In the previous examples we have assumed that the dataset is made up of small files that can be read into memory one at a time. However sometimes we need to read part of a file or write to a specific part of a file. This example illustrates how to use the MR4C RandomAccessFile class to deal with larger and/or more complex I/O.
If all you need to do is read/write through a file using a small buffer to avoid loading the whole thing at once you can use a MR4C::DataFile object and use the read, write , and skip functions. These methods will be more performant because they do not require a temporary file and can access data directly through HDFS.

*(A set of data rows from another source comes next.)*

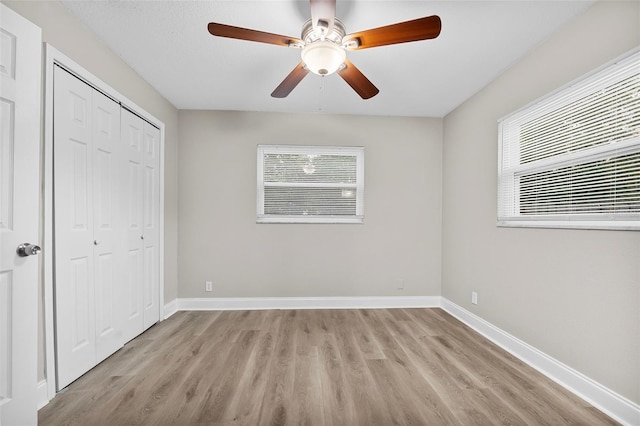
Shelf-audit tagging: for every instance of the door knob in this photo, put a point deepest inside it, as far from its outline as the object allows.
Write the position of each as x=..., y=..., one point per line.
x=26, y=249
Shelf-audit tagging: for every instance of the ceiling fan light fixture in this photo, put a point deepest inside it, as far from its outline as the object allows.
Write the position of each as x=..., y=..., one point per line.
x=323, y=57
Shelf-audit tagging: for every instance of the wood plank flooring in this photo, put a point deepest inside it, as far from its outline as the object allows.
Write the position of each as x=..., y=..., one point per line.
x=315, y=367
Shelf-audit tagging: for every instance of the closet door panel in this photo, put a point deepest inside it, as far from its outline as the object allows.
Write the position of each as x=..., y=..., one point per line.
x=108, y=225
x=132, y=131
x=73, y=221
x=151, y=224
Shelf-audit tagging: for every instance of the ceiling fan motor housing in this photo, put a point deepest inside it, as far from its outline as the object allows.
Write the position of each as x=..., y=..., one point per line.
x=323, y=54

While this example is focused on random access, you can easily do the same thing directly with a DataFile object, only with the limitation that you have to move sequentially forward through the file:
//get DataFile
DataFile * file = input->getDataFile(key);
//read sequentially through file
while ( file->read( buffer , bufferSize ) > 0 )
{
//do something with your buffer here
//skip to next buffer
file->skip(buffersize);
}
If you need to use a variable size buffer and read and write to any part of a file then you will need to instantiate a RandomAccessFile object and use the similar member functions.
In the example, we read an input dataset and iterate through the dataset keys and instantiate a RandomAccessFile object for each file. We then read some random blocks into a 100 byte buffer and print them to stdout. Finally, we create some output files and write some of the content that we extracted from the input files as well as some modified content to arbitrary locations within a 1000 byte file.

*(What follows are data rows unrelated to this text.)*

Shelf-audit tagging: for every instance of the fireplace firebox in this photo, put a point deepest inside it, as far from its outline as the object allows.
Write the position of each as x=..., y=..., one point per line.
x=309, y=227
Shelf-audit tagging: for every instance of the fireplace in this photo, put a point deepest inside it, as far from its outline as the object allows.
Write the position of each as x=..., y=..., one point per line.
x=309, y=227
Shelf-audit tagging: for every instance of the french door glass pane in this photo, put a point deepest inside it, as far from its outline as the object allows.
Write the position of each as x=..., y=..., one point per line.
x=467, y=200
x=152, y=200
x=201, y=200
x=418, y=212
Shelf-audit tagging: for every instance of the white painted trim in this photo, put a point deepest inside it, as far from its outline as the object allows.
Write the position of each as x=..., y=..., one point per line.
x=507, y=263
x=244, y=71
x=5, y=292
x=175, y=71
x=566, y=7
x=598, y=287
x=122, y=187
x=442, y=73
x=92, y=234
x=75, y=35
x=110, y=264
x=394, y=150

Input and output datasets are stored in HDFS, please refer to the RandomAccess.json and RandomAccess.sh files to understand the staging process.
To execute:
./RandomAccess.sh
After execution:
hdfs dfs -ls skysatOut
Each file is 1000 bytes because we forced the size with
randOut->setFileSize(1000);
This will populate the 1000 bytes with NULL values and write only to the specific locations that we set. We could easily skip this step and let the writes determine the file size automatically, but sometimes you may want to mandate a size.
To print out all the output files:
hdfs dfs -cat skysatOut/*_out
You will see less than 1000 characters for each one. Most of file was populated with NULL values because we only wrote 200 characters. One of the buffers we wrote was some random char values from the input dataset, and the other was a series of sequential numbers that we added.